On 05/28/2014 07:16 PM, David Keeler wrote:
* there is only a single certificate store on the device and therefore
that all exceptions are device-wide
This is an implementation detail - it would not be difficult to change
exceptions to per-principal-per-app rather than just per-principal.
It's good to know this should be easy, thank you!
* only one exception can exist per domain at a time
In combination with point 3, is this a limitation? Do we want to support
this? If so, again, it wouldn't be that hard.
...
* the exception is per-domain, not per-port, so if we add an exception
for port 993 (imaps), that would also impact https.
I don't think this is the case. Either way, it shouldn't be the case.
In summary, it would not be difficult to ensure that the certificate
exception service operates on a per-principal-per-app basis, which would
allow for what we want, I believe (e.g. exceptions for
{email-app}/example.com:993 would not affect {browser-app}/example.com:443).
I could definitely be wrong; I'm going on discussions with Brian Smith
about 2 years ago and my memory could be quite faulty and/or out-dated.
Taking these two together, I think one exception per domain:port would
be sufficient and possibly even preferable.
My imagined rationale for why someone would use a self-signed
certificate amounts to laziness. (We've been unable to determine what
the rationale is for using invalid certificates in these cases as of
yet.) For example, they install dovecot on Debian/Ubuntu, it generates
a self-signed certificate, they're fine with that. Or they created a
self-signed certificate years ago before they were free and don't want
to update them now. Under this model, it's very unlikely that there's a
server farm of servers each using different self-signed certificates,
which would be the case where we want multiple certificates. (Such a
multi-exception scenario would also not work with my proposed trusted
server thing.)
A theoretical (but probably not in reality) advantage of only storing
one per domain:port is that in the event the key A is compromised and a
new key B is generated, the user would be notified when going back to A
from B.
In terms of solving the issue at hand, we have a great opportunity to
not implement the "press this button to MITM yourself" paradigm that
desktop browsers currently use. The much safer option is to ask the user
for the expected certificate fingerprint. If it matches the certificate
the server provided, then the exception can safely be added. The user
will have to obtain that fingerprint out-of-band over a hopefully secure
channel.
I agree this is a safe approach and the trusted server is a significant
complication in this whole endeavor. But I can think of no other way to
break the symmetry of "am I being attacked or do I just use a poorly
configured mail server?" that doesn't presuppose the existence of
DNSSEC/DANE
(http://en.wikipedia.org/wiki/DNS-based_Authentication_of_Named_Entities)
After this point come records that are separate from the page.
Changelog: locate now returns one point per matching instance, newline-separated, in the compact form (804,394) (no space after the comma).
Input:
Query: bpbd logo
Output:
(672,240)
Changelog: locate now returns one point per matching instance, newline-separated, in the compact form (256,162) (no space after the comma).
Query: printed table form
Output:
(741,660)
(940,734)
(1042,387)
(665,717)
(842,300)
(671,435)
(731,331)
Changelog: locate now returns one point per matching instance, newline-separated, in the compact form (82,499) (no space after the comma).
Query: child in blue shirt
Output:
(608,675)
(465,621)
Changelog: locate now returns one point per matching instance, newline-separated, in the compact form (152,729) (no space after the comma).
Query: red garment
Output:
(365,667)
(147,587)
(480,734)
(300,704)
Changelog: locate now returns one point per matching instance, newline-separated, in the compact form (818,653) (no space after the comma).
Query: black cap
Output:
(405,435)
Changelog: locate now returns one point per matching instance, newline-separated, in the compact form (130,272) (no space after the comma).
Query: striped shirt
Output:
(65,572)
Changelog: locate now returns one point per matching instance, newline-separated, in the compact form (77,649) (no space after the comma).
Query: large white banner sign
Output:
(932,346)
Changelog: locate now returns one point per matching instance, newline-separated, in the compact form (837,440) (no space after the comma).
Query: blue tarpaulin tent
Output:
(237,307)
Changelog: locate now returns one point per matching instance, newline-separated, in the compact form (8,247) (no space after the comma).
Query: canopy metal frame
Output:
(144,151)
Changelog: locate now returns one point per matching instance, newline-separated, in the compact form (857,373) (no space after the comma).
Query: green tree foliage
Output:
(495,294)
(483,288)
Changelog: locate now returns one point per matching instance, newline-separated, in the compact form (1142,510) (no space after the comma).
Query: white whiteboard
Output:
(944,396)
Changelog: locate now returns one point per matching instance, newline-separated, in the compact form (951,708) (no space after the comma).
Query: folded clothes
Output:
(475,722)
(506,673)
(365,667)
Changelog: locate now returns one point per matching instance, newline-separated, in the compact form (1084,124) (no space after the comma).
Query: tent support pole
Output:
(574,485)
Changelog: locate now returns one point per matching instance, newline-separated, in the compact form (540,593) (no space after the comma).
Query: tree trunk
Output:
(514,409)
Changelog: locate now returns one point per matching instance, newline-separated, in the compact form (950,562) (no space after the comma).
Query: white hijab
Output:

The problem is that this seems like a very passive aggressive means of
technically addressing the problem without actually enabling the
use-case. User security is primarily increased by making it more likely
the user will physically destroy their phone by throwing it at something
than they will successfully add a certificate exception. Additionally,
only doing the platform work required to enable this means that it's
possible that our partners will just ship a slightly-forked version of
the email app that just automates this process. (Unless we make it so
that there is no way for the email app to automatically determine the
fingerprint so the user really does have to source the certificate from
somewhere else.)
And it's not clear to me how the user would realistically ever receive a
copy of the fingerprint via a secure channel, especially if we're
modeling the use of invalid certificates as down to laziness.
Real-world examples are best, let's take webmail.tcl.com for example.
It provides http/httpS/imap/imapS/ActiveSync over http(s). It uses the
same invalid certificate for all TLS connections. It provides a help
page at http://webmail.tcl.com/help_en.htm and
https://webmail.tcl.com/help_en.htm. It seems like users would likely
be pointed at that help page/similar or stumble upon it themselves while
trying to figure out what to do. If they find the certificate there,
it's obviously not any more secure, it's just more laborious.
NB: I do think that if we must make it possible to insecurely add a
certificate exception, then making it harder for users to do so is
desirable. My original hope was that we'd just provide a mechanism in
the settings app to let users add exceptions and we'd never link the
user directly to this from the email app. Instead we'd bounce them to a
support page first which would require a-hassle-but-not-ridiculous steps
along the lines of the long flow via Thunderbird preferences. It's
unlikely a gmail vanity domain user would decide to actively take all
those steps to compromise their security.